The Department of Energy’s Solar Decathlon pits design schools against one another in a competition to design and build a cutting-edge sustainable house. Held every two years since 2002 on the National Mall in Washington, the competition draws throngs of visitors during its ten-day run. The houses don’t stick around, though. Typically they are transported across the country or around the world and then back to the schools where they were built. This year, the multidisciplinary team of Parsons The New School for Design, Milano The New School for Management and Urban Policy, and the Stevens Institute of Technology, together with Habitat for Humanity’s Washington, D.C. chapter and the D.C. Department of Housing and Urban Development, are turning their demonstration house into a permanent home in D.C., and then building a second home using volunteer labor. Following their completion, Habitat for Humanity plans to sell both units as affordable housing.
The student-led team began by questioning the very premise of the decathlon. “We’re leveraging the competition,” said Joel Towers, the dean at Parsons. The students and their respective institutions felt the decathlon could be used to explore and address larger planning and affordable housing issues. Furthermore, they questioned why the houses should be treated as mere demonstration projects. “In order to really move the needle on sustainability, you have to engage communities and address affordability,” Towers said.
The New School team constructively critiques even some sustainability standards of the decathlon. “They don’t take the carbon footprint of these houses into proper account,” Towers said of the two-time winners, Germany’s University of Darmstadt, pointing out that it is hardly sustainable to ship a house back and forth from Germany. “There’s something touristic about the whole competition. Nothing stays in Washington.”

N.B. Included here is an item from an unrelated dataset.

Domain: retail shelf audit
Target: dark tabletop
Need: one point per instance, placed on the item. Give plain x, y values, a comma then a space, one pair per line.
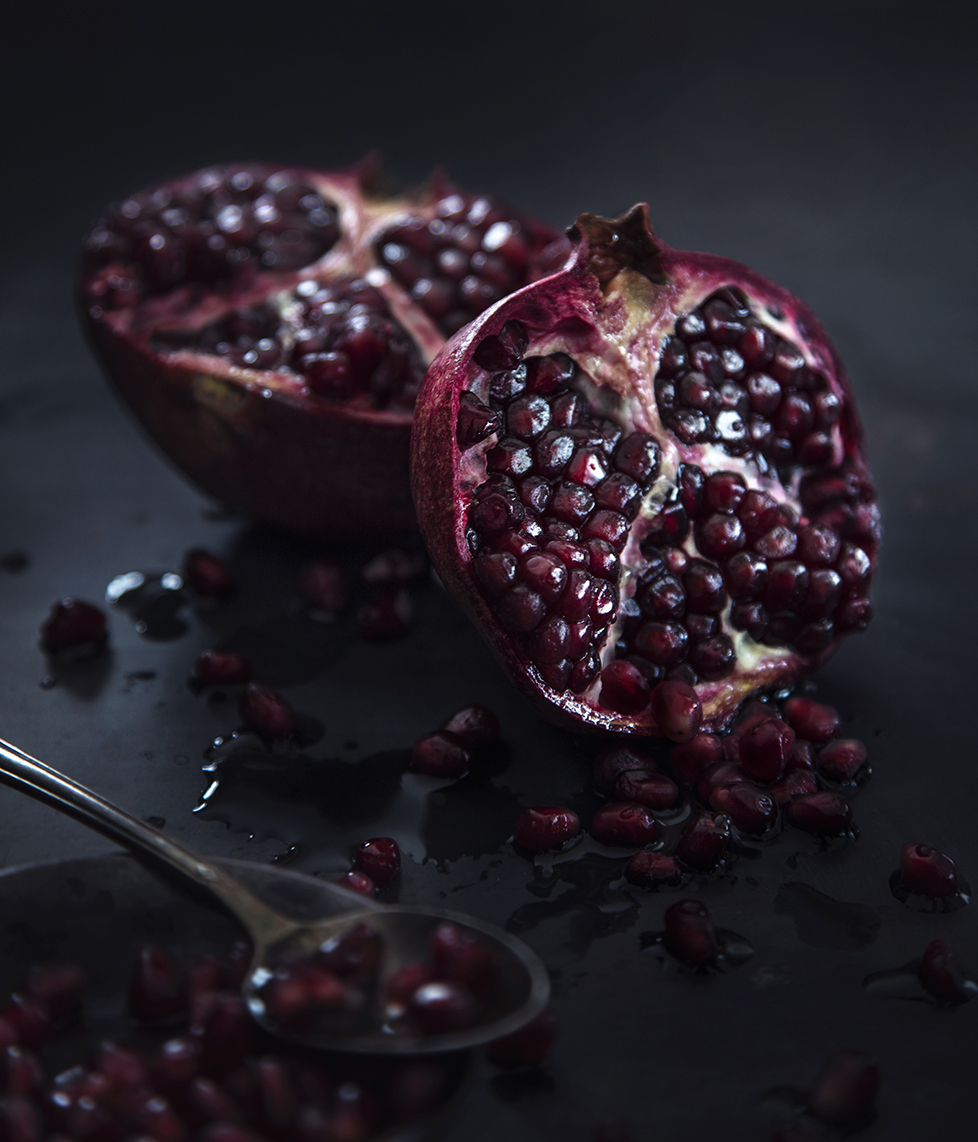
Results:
834, 151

To increase their energy efficiency, both of the team’s structures will employ Passive House techniques to minimize the amount of solar technology needed to generate electricity. “If you have a very well-developed envelope, you can get by with a very small heating and cooling system,” said Parsons’ Laura Briggs, the project’s lead faculty member. In addition to architecture students, a number of lighting, interior, and product design students from Parsons will collaborate with planning and policy students from the Milano School and engineering students from the Stevens Institute. Over 100 students will work on the project, covering everything from fundraising and sponsorships to designing and fabricating the furnishings.
The first house will be built using modular construction at the Stevens Institute in Hoboken, and shipped to the Mall for viewing in Fall 2011. Simultaneously, work will begin at the site in Northeast D.C., including construction of the second house. Following the decathlon, the first house will be moved to the site and joined with the second house. The competition house is a one-bedroom unit, while the second house will have three bedrooms.
In addition to building integrated photovoltaics, the 1,000-square-foot houses will include small green roofs and ground-level raised beds. “We wanted to add as many basic amenities as we could, so the residents can choose, for instance, to grow their own food if they like,” Briggs said.
While Habitat for Humanity has not historically been known for pushing the design envelope, the team found an able and eager partner in D.C. “They were already building fairly high-performance buildings. They’re quite an innovative chapter,” Briggs said. Even though they have questioned the rules and outcome of the decathlon, the team hasn’t given up its competitive spirit, Towers noted. “We’re doing the kind of project we want to do as a school,” he said. “But in the end, we also want to win.”